RWKV Training Environment

To train the RWKV model, please first follow the steps below to configure the training environment for your Linux system.

Configure the Conda Virtual Environment

The recommended virtual environment for training the RWKV model is Conda. Here, we take MiniConda as an example to introduce how to configure the Conda environment on a Linux system.

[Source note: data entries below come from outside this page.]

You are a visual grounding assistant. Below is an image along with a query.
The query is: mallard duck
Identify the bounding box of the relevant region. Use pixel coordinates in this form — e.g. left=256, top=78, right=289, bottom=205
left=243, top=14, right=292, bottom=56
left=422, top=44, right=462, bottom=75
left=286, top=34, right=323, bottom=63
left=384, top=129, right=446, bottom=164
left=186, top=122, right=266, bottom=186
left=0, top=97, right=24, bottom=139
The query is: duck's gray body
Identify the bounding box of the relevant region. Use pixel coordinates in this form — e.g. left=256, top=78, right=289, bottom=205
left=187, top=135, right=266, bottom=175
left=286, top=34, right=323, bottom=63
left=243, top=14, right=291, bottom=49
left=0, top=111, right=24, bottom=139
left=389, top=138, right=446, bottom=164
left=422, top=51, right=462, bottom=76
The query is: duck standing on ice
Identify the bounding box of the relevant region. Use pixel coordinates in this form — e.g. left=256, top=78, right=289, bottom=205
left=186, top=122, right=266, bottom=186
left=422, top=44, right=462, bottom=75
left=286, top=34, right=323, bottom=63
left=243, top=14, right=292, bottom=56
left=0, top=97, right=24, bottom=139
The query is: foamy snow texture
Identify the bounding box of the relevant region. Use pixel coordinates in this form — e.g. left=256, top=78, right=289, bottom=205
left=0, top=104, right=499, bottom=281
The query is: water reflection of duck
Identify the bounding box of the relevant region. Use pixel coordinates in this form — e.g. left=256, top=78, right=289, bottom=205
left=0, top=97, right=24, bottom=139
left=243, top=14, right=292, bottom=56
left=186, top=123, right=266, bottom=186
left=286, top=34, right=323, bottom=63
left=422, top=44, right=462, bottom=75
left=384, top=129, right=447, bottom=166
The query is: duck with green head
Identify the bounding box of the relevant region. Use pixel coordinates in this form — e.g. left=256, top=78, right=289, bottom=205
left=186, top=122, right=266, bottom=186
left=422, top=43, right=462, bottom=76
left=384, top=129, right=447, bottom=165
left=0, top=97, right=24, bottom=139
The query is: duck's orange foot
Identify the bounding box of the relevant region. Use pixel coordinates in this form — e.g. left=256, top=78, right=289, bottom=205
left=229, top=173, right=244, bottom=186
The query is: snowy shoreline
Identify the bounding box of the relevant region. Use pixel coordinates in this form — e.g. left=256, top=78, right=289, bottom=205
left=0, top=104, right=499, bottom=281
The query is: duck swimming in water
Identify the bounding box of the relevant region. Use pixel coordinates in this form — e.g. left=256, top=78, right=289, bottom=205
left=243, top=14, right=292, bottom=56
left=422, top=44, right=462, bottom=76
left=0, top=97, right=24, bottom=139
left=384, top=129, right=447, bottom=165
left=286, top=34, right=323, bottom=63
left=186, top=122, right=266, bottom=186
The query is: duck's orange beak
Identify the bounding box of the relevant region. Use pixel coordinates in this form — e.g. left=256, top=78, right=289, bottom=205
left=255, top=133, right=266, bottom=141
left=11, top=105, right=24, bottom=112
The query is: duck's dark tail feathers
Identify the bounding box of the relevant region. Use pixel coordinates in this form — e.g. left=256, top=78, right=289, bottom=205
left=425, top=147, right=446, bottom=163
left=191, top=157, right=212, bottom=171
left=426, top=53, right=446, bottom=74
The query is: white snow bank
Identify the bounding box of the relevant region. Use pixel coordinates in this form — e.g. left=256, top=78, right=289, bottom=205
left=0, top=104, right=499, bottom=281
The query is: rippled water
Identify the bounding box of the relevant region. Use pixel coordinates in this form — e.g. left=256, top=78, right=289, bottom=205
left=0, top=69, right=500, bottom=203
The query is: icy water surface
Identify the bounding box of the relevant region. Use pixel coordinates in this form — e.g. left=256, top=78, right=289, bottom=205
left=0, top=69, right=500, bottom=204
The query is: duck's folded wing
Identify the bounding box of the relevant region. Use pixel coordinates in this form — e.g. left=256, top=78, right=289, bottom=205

In your Linux or WSL workspace, run the following commands in sequence:

# Download the latest MiniConda installation package
wget https://repo.anaconda.com/miniconda/Miniconda3-latest-Linux-x86_64.sh
# Run the installation script of the MiniConda installation package. Pay attention to the progress during the installation and enter "yes" in time!
sh Miniconda3-latest-Linux-x86_64.sh -u
# Restart the environment variables and activate the Conda environment
source ~/.bashrc

At this point, we are in the default base environment of Conda. To avoid software version conflicts, we need to create and activate a new Conda environment named rwkv. Run the following commands in sequence:

# Create a Conda environment named rwkv and specify the Python version as 3.10
conda create -n rwkv python=3.10
# Activate the rwkv environment
conda activate rwkv

ft-environmen-creat-conda-env

So far, we have configured the Conda environment required for RWKV training.

Install the Software Required for Training

To achieve the best training performance of the RWKV model, it is recommended to install the following software:

torch 2.1.2+cu121 (or the latest version of torch)
The latest deepspeed
pytorch-lightning ==1.9.5

Run the following commands in sequence in the Conda environment of the terminal to install the RWKV training environment:

# Install the CUDA 12.1 version of torch by specifying the URL
pip install torch --upgrade --extra-index-url https://download.pytorch.org/whl/cu121
# Specify to install the 1.9.5 version of PyTorch Lightning and other commonly used machine learning toolkits
# The --upgrade parameter means that if the corresponding software package is already installed in the environment, it will be upgraded to the latest version
pip install pytorch-lightning==1.9.5 deepspeed wandb ninja --upgrade
# The following are some other toolkits that will be used when training with RWKV-PEFT. It is recommended to install them in advance
pip install bitsandbytes einops triton rwkv-fla rwkv transformers GPUtil plotly gradio datasets

Tips

The recommended software versions are the best practices for RWKV training. You can also choose to install other versions of the software as long as compatibility is ensured.

Check the CUDA Environment

After the above dependencies are installed, you should have installed the latest version of Torch and the CUDA 12.1 toolkit at the same time.

Run the following commands in sequence to check the PyTorch version and whether the CUDA tool is available:

python3 # Start python3

import torch # Import the torch package

# Print the PyTorch version
print(f"PyTorch version: {torch.__version__}") 
# Check if CUDA is available
print(f"CUDA available: {torch.cuda.is_available()}")
# Print the CUDA version
print(f"CUDA version: {torch.version.cuda}")
# Print the number of available GPUs
print(f"Number of GPUs: {torch.cuda.device_count()}")

If the command print(f"CUDA available: {torch.cuda.is_available()}") returns CUDA available: True, it proves that the CUDA environment is available:

ft-environmen-check-cuda

If it returns False, use the command print(f"CUDA version: {torch.version.cuda}") to check if the CUDA version of torch is correctly installed.

If the CUDA version of torch is installed and it still returns CUDA available: True, you may need to reinstall the CUDA environment (it is recommended to use CUDA 12.1 or a later version). For the installation steps, please refer to the CUDA Toolkit Installation Documentation.